Dans le jardin, l’affluence augmentait sans cesse. On se pressait principalement du côté du rond-point de Diane, qui avoisinait les appartements de Son Altesse Royale ; chacun voulait savoir pourquoi le régent se faisait attendre.

Nous ne nous occuperons pas beaucoup de conspirations. Les intrigues de M. du Maine et de la princesse, sa femme, les menées du vieux parti Villeroy et de l’ambassade d’Espagne, bien que fertiles en incidents dramatiques, n’entrent point dans notre sujet. Il nous suffit de remarquer, en passant, que le régent était entouré d’ennemis. Le parlement le détestait et le méprisait au point de lui disputer en toute occasion la préséance ; le clergé lui était généralement hostile à cause de l’affaire de la constitution ; les vieux généraux et l’armée active ne pouvaient avoir que du dédain pour sa politique débonnaire ; enfin, dans le conseil de régence même, il éprouvait de la part de certains membres une opposition systématique.

On ne peut se dissimuler que la parade financière de Law lui fut d’un immense secours pour détourner l’animadversion publique.

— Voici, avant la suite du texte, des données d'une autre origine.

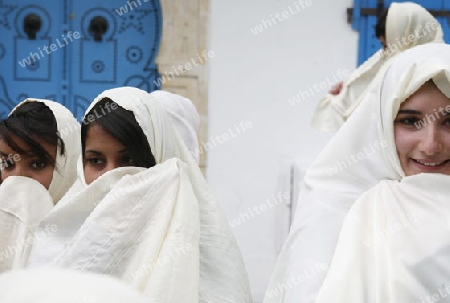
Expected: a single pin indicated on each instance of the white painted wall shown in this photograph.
(252, 77)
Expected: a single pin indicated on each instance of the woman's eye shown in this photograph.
(38, 164)
(127, 160)
(95, 161)
(408, 120)
(6, 164)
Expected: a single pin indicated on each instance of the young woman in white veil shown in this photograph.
(361, 155)
(407, 25)
(394, 245)
(39, 146)
(147, 218)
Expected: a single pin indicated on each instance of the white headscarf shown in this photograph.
(184, 117)
(397, 234)
(407, 25)
(159, 229)
(65, 173)
(57, 286)
(359, 156)
(24, 201)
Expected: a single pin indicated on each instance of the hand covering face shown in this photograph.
(158, 229)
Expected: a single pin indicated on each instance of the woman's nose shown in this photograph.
(431, 141)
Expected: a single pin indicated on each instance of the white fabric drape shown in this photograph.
(184, 117)
(358, 157)
(24, 202)
(57, 286)
(394, 245)
(375, 267)
(158, 229)
(403, 20)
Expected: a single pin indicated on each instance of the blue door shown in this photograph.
(368, 44)
(69, 51)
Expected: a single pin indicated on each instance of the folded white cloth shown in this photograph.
(56, 286)
(24, 202)
(361, 155)
(407, 25)
(158, 229)
(184, 117)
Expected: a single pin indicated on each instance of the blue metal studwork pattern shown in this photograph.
(66, 61)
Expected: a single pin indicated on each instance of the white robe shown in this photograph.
(359, 156)
(394, 245)
(57, 286)
(25, 202)
(158, 229)
(403, 19)
(184, 116)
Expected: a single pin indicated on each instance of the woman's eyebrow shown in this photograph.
(409, 111)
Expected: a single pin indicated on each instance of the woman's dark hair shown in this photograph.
(380, 28)
(122, 125)
(31, 121)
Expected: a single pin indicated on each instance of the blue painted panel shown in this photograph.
(30, 67)
(125, 55)
(369, 44)
(65, 63)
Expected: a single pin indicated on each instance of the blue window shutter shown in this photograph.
(368, 44)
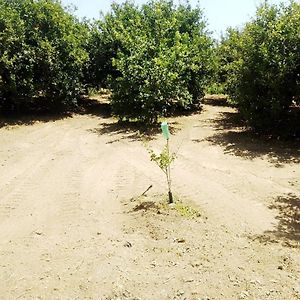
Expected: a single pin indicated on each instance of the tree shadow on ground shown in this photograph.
(287, 230)
(132, 131)
(216, 100)
(30, 119)
(94, 107)
(237, 140)
(85, 106)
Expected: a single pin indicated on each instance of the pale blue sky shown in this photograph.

Personnellement, nul, excepté les princes légitimes, ne pouvait avoir une haine bien vigoureuse pour ce prince, appartenant au genre neutre, qui n’avait pas un grain de méchanceté dans le cœur, mais dont la bonté était un peu de l’insouciance. On ne déteste bien que les gens qu’on eût pu aimer fortement. Or, Philippe d’Orléans comptait des compagnons de plaisir et point d’amis.

La banque de Law servit à acheter les princes. Le mot est dur, mais l’histoire, inflexible, ne permet point d’en choisir un autre. Une fois les princes achetés, les ducs suivirent et les légitimés restèrent dans l’isolement, n’ayant d’autre consolation que quelques visites à la vieille, comme on appelait alors madame de Maintenon déchue.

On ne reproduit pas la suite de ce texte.